The most problematic pest beekeepers encounter in the United States today is the varroa mite. The varroa mite (Varroa destructor) is an ectoparasite associated with spreading disease, pathogens and reducing the lifespan of male and female honey bees. The mites accomplish this by creating wounds in honey bees with piercing/sucking mouthparts, then feeding on the hemolymph within. Research suggests that these mites transfer single-stranded RNA virus between bees, along with infections of bacteria, including Melissococcus pluton (EFB). This type of bacterial infection of larvae or pupa is considered a secondary infection, since the mite initiated the process and the bacteria followed.
EFB is normally transmitted when the bacterium becomes mixed with the bee bread, nectar or diluted honey, and then fed to young larvae. The bacteria then replicate in the larvae mid-gut, killing the larvae within 4-5 days from when the egg hatches. With “normal” EFB, beekeepers generally see open brood infected with the bacteria, though you may see some dead larvae under perforated sealed brood. This is because when a larva is fed the bacteria, they can either live or die, depending on the bacteria concentration, and also the size of the food mass in the mid-gut. I believe that these bacteria can also gradually starve out a larva, causing death in the pupa stage. There are many images below of different stages of EFB and two compound microscope pictures from I. B. Smith, Jr. at the USDA in Beltsville, MD.
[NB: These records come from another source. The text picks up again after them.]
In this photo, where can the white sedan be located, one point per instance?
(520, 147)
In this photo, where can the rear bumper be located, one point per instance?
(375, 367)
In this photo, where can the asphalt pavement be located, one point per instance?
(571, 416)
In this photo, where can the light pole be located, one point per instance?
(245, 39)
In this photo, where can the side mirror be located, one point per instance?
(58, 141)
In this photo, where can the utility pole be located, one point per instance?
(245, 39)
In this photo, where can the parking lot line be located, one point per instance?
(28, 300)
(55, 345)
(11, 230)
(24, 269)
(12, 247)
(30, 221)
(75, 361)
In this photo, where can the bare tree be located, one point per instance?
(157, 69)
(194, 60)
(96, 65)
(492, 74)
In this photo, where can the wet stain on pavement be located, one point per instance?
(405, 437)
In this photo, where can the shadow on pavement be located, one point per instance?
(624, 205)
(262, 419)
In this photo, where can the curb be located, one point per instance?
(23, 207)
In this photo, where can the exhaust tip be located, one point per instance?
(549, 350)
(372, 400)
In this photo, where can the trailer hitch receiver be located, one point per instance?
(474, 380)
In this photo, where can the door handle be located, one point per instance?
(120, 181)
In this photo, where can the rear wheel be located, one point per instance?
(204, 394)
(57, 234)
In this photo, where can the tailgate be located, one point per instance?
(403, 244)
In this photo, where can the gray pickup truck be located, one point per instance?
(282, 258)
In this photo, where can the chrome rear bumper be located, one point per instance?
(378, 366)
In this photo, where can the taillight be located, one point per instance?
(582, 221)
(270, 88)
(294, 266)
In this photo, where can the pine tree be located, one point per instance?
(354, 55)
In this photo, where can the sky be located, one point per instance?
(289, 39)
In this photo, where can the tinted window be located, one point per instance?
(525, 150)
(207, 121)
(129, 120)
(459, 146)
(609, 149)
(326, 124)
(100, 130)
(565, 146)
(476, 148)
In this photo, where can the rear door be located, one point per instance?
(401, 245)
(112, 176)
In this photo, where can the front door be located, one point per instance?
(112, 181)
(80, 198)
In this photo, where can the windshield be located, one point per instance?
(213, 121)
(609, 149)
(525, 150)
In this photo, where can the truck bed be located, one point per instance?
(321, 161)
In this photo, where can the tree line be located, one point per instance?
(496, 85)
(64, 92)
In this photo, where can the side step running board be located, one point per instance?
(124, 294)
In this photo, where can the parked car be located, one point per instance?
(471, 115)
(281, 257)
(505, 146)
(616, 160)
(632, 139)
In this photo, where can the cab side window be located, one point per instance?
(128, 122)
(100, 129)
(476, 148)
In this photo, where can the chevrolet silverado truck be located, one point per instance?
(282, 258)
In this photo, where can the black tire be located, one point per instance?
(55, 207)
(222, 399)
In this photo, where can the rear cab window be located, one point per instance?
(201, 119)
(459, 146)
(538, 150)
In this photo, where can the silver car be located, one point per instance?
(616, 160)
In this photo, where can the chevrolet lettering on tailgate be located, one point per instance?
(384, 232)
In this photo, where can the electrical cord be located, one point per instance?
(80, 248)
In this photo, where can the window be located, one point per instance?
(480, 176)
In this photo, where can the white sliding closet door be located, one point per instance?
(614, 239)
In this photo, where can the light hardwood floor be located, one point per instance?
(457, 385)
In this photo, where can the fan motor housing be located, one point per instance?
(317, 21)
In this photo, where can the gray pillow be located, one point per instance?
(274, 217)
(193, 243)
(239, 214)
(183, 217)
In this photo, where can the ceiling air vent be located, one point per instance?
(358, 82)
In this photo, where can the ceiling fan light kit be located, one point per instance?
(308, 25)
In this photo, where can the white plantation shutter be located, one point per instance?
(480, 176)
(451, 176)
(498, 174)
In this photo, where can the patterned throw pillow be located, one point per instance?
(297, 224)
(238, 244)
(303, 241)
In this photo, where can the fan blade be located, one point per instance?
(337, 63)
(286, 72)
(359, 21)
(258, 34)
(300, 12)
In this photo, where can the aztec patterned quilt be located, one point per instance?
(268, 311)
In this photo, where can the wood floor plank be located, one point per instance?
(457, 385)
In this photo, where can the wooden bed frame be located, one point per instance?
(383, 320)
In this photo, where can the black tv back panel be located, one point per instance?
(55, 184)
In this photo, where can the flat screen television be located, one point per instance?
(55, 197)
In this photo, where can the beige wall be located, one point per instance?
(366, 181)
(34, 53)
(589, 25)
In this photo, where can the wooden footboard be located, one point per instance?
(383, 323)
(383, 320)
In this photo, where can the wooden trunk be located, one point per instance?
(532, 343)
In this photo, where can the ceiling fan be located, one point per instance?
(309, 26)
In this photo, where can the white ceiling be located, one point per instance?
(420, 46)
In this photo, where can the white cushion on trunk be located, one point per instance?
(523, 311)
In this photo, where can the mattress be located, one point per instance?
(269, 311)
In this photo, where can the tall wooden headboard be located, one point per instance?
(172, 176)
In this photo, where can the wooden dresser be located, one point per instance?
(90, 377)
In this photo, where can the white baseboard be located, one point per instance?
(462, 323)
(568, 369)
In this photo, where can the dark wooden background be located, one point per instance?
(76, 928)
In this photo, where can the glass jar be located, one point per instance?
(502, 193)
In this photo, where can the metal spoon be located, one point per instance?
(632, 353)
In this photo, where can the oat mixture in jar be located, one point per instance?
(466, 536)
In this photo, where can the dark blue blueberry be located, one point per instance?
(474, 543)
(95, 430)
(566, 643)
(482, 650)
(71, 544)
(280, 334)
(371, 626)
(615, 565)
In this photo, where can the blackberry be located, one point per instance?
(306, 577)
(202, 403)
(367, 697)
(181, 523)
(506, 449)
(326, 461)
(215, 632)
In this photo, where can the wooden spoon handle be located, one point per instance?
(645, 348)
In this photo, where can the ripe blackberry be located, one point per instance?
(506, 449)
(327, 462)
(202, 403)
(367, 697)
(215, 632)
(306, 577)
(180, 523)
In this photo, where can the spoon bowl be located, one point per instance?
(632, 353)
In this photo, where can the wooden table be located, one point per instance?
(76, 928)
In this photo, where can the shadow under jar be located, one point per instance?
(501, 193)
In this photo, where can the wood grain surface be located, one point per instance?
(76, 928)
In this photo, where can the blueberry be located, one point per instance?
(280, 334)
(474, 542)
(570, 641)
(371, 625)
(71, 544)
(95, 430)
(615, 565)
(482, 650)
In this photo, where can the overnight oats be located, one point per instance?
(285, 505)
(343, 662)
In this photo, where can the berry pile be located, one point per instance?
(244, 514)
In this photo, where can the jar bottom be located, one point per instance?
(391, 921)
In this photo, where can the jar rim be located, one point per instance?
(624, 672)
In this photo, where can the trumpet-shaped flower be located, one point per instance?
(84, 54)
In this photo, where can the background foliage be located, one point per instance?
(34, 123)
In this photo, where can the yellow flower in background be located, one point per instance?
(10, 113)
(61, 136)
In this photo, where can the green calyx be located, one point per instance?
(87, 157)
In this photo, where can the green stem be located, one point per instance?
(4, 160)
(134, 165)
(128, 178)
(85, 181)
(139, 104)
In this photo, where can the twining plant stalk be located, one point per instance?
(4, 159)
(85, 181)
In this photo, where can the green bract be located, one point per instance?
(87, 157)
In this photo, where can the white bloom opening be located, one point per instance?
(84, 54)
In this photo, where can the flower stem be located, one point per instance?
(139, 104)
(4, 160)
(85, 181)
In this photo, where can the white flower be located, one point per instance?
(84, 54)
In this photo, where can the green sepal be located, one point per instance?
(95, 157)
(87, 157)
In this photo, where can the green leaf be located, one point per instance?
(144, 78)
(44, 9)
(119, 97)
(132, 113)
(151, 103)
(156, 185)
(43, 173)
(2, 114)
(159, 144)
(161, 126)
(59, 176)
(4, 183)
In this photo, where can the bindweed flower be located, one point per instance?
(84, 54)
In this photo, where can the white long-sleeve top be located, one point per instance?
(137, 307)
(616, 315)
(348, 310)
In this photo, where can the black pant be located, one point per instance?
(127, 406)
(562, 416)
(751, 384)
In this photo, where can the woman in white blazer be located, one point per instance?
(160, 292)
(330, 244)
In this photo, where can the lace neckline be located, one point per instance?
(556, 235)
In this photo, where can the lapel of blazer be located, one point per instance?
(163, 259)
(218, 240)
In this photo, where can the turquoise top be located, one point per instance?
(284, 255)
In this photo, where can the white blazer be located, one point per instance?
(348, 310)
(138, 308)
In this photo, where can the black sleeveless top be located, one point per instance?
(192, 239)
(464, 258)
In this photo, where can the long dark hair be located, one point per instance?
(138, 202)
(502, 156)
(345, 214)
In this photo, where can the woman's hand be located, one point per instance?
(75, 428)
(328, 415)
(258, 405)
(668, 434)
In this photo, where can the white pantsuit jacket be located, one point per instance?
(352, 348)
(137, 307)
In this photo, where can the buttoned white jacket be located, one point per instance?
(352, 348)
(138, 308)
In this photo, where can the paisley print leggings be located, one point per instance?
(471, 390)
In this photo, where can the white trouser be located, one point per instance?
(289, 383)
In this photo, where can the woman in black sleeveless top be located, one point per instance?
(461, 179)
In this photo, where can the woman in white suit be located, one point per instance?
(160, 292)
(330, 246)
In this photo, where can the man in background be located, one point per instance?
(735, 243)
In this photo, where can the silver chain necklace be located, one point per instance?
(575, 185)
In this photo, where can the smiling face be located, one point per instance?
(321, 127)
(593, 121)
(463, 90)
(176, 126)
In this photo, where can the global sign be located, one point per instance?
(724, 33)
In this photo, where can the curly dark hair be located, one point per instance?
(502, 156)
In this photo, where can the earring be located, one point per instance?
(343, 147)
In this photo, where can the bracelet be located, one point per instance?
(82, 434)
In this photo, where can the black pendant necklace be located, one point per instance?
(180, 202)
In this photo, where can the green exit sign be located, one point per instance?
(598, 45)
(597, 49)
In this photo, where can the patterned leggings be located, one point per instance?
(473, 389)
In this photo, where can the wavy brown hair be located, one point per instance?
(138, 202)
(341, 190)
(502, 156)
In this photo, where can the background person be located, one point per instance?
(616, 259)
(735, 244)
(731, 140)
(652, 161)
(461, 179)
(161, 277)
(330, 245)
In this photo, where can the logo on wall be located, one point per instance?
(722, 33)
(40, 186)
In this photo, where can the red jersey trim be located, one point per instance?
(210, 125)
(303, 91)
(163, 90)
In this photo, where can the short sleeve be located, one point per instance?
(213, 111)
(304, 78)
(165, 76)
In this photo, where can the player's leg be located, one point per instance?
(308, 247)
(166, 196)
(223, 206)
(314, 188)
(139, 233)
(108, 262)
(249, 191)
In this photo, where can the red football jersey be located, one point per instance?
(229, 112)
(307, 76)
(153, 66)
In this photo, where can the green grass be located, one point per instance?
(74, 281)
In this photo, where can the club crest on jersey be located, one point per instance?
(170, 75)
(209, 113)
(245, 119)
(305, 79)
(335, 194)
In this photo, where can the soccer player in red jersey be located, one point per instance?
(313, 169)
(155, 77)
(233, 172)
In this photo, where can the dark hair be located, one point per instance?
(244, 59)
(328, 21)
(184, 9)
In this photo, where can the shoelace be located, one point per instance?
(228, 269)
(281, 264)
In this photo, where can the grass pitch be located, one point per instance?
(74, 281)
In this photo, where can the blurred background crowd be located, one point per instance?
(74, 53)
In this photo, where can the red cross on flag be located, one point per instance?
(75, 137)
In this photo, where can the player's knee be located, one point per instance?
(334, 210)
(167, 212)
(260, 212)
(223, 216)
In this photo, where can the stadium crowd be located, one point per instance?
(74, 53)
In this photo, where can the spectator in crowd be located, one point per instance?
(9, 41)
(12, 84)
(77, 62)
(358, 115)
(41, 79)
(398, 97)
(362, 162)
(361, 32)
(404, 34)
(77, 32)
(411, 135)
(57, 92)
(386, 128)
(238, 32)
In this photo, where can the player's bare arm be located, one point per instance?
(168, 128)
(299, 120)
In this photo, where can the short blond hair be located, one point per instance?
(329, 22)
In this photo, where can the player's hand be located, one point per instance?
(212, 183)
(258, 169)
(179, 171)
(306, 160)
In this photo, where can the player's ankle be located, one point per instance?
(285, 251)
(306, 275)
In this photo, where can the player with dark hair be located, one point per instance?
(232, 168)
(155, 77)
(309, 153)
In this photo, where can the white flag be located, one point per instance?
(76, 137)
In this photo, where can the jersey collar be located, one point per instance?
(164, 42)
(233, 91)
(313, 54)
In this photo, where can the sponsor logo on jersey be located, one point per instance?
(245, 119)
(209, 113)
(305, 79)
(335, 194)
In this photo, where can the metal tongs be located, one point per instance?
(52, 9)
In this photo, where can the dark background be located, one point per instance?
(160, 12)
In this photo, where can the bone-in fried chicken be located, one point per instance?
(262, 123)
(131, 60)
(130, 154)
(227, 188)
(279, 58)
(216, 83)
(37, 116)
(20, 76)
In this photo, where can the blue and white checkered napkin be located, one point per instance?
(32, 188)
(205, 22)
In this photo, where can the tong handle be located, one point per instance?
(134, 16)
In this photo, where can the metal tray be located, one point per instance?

Now I will discuss what I think is happening with a secondary infection due to mites. Mites can transfer EFB in a few ways, the first being when they enter the royal jelly before the cell is sealed. If the mite had the bacteria on its body, it could transfer bacteria to the brood food in the cell. The second method of EFB transfer is if the mite contained the bacteria inside the body, it could spread EFB through feeding. In this case, the mite would have to feed on the larvae once it’s free from the royal jelly. This would mean the larvae, now between 7½ and 8 ½ days old, has been infected with the bacteria. Normally larvae are infected as soon as they start consuming contaminated brood food. This infection with the bacteria at this late a stage in the life cycle may be detrimental to its lifespan and health because the limited food mass left in the bee. These symptoms are likely what are happening when you see signs of EFB in the open brood, and a lot of perforations in the sealed brood with different staged larvae/pupa. While the symptoms could look like mite damage, you clearly can see EFB infected larvae under perforated sealed brood (refer to images below). I have included images of what I believe is a colony secondarily infected with EFB by varroa mite. I also think these symptoms may be a delayed response to EFB or secondary bacteria. I have also included some EFB images above for reference. For more information on EFB see EFB Blog.
If you see this contagious brood disease in your colonies, the recommended treatment is three dustings of terramycin, 5 to 7 days apart. If you want to be sure you have EFB you can use a cotton swab and a ziplock bag and send samples to the USDA to be tested. If the symptoms return, repeat the steps above to clear up the bacteria. Tylosin is another broad spectrum antibiotic used to treat gram positive organisms, EFB is a gram positive bacteria but I have heard rumors from beekeepers that this antibiotic does treat EFB.